O modelo da empresa transforma pagamentos futuros da administração pública em liquidez imediata para fornecedores, reduzindo a dependência do capital de giro tradicional em setores como saúde, infraestrutura, tecnologia e educação. Para participantes do mercado, o segmento continua pouco explorado pelo grande sistema financeiro, apesar do volume relevante de empresas que operam com prazos públicos longos.

Investidores têm sido atraídos pelo perfil de fluxo ajustado ao risco que contratos públicos oferecem em ambiente de juros elevados. A oferta de fundos estruturados e veículos como o FIDC tende a diversificar fontes de financiamento fora dos grandes bancos, forçando concorrentes tradicionais a repensarem produtos para empresas que convivem com atrasos e prazos longos de pagamento.

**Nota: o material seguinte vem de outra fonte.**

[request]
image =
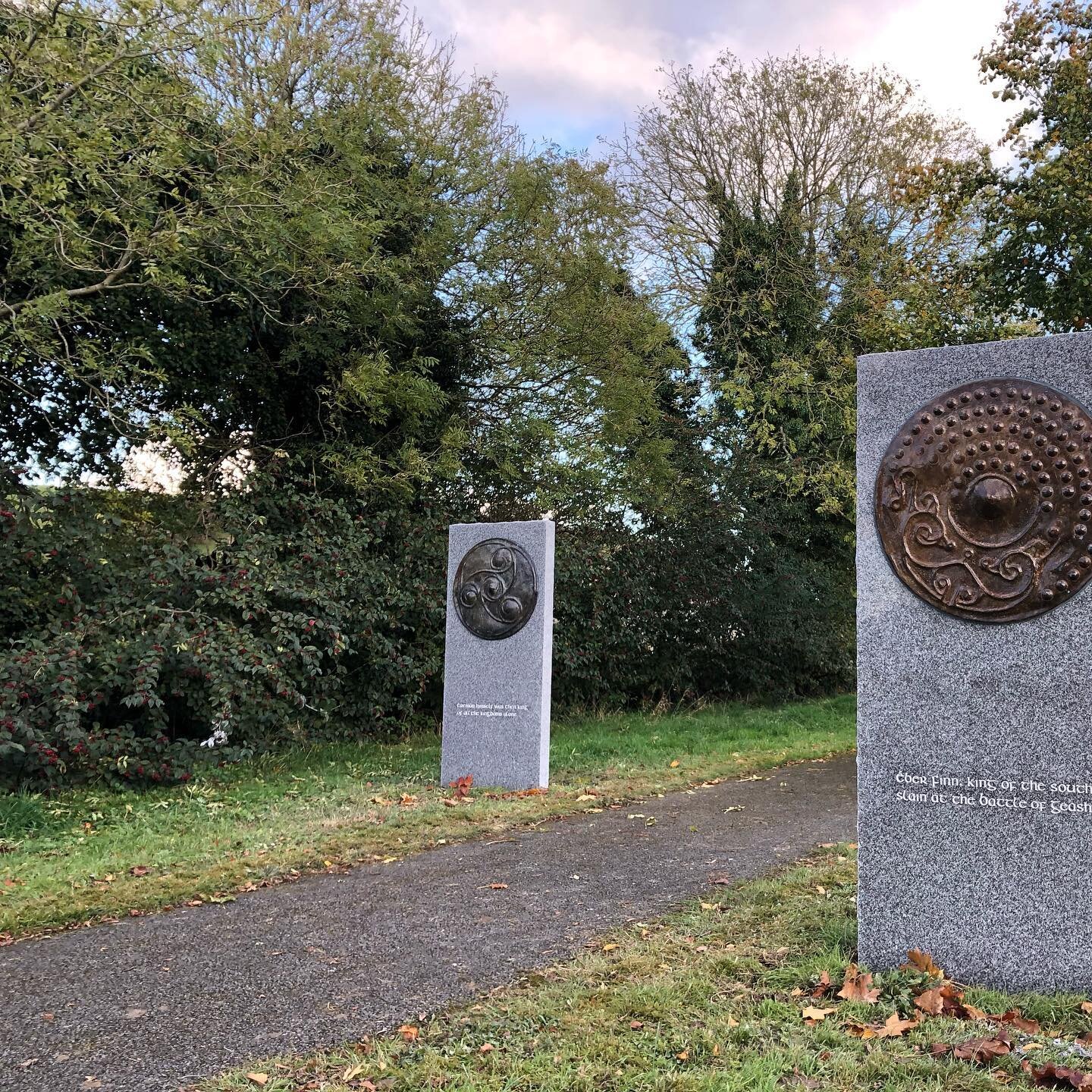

A operação, segundo a própria gestão da Ótmow, mira em ampliar o leque de investidores interessados nesse nicho e suprir uma demanda estrutural por liquidez. Do ponto de vista técnico, o avanço desse mercado amplia alternativas para fornecedores, mas também centraliza retornos na velocidade de pagamento do setor público, o que exige avaliação criteriosa de risco por parte dos investidores.